CEO: Kumba Iron Ore
‘We are working with Transnet for improvements we need to see from a rail perspective’
NOMPUMELELO Zikalala’s Kumba Iron Ore, in which Anglo American has a 70% stake, endured frustrating production and sales glitches last year. These included heavy rains, some of them unseasonal, and a safety reset at its Kolomela mine in South Africa’s Northern Cape province. Its production may well have recovered from these gremlins had it not been for the year-round underperformance of the state-owned rail and ports operator, Transnet. The legion of problems at Transnet subsidiary Transnet Freight Rail is widely documented.
The upshot for Zikalala was a disappointing adjustment in sales guidance up to 2024. She has sought to remain optimistic on Transnet since her appointment in 2021, commenting in early 2022 that there were signs of improvement amid “increased engagements” with industry. As late as October last year she opted to remain upbeat “because we can only win with Transnet”. Perhaps 2023 will be when Transnet turns the corner.
Zikalala is hoping the lifting of speed restrictions on the Sishen-Saldanha rail line and implementation of weather-related mitigations will contribute in this regard. Transnet is also purchasing additional trains after years of wrangling with the Chinese supplier. That alone could have a massive impact on Transnet’s performance. In the meantime, Zikalala has challenges in Kumba. One major point of focus is the firm’s much-vaunted ultra-high dense media separation plant, known as UHDMS. The project is aimed at cutting dilution significantly. The UHDMS plant should have been implemented last year but the operation requires working in-situ, which has thrown up unforeseen logistical challenges.

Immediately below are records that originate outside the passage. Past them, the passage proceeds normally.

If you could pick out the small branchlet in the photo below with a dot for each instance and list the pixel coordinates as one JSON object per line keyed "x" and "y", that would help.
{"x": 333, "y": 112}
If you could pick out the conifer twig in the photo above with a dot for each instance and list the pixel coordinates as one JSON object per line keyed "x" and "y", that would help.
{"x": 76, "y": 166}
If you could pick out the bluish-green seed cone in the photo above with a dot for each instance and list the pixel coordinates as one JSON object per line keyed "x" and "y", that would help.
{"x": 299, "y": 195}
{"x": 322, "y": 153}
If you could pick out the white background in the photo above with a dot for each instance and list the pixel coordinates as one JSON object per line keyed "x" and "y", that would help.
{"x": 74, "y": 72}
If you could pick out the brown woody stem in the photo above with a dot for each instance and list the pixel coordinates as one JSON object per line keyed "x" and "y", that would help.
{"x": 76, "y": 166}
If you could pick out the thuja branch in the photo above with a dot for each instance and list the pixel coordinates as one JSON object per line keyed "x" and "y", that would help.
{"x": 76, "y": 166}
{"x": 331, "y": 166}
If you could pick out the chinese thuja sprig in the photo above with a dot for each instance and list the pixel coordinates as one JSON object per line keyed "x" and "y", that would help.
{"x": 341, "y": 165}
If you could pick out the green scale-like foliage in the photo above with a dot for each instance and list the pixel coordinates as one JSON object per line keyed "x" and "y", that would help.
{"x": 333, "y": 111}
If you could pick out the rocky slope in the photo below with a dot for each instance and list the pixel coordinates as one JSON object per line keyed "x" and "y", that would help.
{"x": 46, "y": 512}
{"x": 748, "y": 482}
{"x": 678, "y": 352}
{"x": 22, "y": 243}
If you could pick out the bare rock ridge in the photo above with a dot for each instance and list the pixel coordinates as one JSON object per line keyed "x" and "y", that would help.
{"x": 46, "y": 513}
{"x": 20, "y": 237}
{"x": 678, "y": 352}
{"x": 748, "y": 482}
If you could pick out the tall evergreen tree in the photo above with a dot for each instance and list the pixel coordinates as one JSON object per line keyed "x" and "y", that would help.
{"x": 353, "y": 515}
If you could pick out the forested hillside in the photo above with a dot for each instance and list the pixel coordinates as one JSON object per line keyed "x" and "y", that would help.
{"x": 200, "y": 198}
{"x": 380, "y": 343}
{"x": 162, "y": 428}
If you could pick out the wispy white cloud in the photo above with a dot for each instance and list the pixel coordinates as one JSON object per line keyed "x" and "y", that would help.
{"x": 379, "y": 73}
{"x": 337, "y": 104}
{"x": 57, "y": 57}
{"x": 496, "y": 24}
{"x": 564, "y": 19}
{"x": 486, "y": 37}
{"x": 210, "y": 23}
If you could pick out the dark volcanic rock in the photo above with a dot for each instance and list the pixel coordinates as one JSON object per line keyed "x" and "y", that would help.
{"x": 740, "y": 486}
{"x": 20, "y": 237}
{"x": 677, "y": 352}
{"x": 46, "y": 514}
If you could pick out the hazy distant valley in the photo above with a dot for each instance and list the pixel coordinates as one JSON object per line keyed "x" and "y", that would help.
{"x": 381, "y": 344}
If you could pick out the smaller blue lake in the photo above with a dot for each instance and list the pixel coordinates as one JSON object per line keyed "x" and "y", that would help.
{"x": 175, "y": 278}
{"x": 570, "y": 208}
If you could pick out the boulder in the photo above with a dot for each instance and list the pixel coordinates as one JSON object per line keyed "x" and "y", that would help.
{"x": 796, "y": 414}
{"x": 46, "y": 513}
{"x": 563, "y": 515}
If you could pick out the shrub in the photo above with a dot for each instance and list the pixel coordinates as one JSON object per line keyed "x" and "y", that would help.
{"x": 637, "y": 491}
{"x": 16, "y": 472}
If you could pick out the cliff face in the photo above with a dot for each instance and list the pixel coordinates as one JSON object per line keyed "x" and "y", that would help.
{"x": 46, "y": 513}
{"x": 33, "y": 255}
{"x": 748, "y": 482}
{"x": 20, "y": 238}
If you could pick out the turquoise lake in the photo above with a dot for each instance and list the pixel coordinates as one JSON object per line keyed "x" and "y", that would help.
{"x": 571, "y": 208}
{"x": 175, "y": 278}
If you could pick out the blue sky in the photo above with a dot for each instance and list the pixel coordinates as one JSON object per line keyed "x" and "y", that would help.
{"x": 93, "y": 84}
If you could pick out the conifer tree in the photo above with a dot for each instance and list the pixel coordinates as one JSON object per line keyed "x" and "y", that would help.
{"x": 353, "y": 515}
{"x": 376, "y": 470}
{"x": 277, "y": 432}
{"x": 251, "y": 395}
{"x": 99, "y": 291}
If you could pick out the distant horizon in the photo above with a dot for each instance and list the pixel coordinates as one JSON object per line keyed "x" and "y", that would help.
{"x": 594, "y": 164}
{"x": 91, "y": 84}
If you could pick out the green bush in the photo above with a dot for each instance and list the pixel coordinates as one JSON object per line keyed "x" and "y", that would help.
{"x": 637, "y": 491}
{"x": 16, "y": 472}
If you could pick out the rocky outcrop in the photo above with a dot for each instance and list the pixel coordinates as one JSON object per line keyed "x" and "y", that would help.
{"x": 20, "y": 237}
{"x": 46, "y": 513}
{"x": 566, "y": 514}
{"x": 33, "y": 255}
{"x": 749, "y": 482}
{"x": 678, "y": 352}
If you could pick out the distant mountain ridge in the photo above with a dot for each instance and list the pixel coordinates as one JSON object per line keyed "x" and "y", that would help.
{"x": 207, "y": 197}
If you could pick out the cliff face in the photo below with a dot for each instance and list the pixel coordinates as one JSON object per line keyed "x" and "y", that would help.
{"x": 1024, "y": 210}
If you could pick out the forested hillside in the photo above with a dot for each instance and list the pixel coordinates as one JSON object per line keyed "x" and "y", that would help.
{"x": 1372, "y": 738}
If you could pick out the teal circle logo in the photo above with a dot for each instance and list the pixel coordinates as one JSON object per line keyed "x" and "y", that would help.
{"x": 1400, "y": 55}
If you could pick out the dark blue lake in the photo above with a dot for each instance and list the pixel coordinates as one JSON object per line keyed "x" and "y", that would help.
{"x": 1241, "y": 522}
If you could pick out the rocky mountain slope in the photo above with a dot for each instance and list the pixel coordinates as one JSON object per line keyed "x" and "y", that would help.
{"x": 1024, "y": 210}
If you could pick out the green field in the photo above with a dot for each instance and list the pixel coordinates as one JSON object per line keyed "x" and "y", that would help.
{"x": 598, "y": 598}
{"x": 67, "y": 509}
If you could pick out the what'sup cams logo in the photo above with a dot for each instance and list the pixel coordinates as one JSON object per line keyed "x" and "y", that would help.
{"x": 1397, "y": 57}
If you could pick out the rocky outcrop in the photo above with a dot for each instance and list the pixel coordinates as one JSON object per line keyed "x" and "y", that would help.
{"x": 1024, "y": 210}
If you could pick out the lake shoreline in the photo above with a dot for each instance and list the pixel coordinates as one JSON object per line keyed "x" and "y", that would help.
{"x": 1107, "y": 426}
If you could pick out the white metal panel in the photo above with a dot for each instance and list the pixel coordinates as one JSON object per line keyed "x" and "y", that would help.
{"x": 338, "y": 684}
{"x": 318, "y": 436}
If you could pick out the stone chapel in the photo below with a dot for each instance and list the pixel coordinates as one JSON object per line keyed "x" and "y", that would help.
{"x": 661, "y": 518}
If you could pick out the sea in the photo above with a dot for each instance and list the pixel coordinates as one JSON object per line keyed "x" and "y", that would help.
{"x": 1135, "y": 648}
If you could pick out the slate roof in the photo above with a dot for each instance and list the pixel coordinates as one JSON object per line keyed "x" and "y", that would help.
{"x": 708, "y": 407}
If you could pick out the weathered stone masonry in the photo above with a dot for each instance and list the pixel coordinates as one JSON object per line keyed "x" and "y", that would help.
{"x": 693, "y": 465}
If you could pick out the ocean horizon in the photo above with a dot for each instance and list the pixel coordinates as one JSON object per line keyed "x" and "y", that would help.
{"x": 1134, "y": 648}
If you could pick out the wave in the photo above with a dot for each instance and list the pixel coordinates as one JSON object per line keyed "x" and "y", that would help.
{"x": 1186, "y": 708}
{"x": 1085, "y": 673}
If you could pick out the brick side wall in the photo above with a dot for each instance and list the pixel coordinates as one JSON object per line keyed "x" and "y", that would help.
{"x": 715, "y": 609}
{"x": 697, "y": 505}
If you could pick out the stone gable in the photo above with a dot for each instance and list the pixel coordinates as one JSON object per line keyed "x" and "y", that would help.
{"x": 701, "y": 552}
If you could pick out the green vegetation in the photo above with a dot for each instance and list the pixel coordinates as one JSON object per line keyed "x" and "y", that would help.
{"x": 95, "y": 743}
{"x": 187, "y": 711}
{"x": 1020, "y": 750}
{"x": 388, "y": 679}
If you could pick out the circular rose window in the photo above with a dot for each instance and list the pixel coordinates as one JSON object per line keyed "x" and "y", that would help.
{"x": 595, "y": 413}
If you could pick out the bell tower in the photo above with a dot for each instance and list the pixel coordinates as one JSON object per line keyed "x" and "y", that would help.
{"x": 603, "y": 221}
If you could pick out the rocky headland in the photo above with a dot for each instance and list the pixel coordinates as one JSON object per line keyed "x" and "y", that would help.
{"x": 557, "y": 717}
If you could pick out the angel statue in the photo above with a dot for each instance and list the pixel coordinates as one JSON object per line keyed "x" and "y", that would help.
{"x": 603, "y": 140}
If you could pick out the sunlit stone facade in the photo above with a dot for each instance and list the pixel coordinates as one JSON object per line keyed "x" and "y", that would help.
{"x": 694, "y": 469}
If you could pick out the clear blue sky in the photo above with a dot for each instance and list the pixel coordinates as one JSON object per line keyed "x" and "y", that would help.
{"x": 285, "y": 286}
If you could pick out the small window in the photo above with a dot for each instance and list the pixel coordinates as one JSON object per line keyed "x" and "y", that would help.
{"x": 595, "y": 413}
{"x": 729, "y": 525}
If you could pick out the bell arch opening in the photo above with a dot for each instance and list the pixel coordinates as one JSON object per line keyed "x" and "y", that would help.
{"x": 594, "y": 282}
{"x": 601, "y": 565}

The company’s R3.6bn Kapstevel expansion has also been delayed owing to safety concerns, so Zikalala has a lot on her plate. Other initiatives under way at Kumba include the possible deployment of hydrogen trucks and the construction of a 65MW solar PV plant at the firm’s flagship Sishen mine.
LIFE OF NOMPUMELELO
Zikalala, who holds a BSc in Chemical Engineering from Wits University, has spent the last 21 years of her career at Anglo American. She became GM of De Beers’ Kimberley Mines in 2007 (the group’s first female GM). Ten years later, she became deputy CEO of De Beers Consolidated Mines. She says she is passionate about driving transformation in the South African mining industry and particularly accelerating the involvement of women and youth. She is chair of the Private Sector Forum of the South African National AIDS Council and has previously served as a non-executive director of the Black Management Forum and Mintek.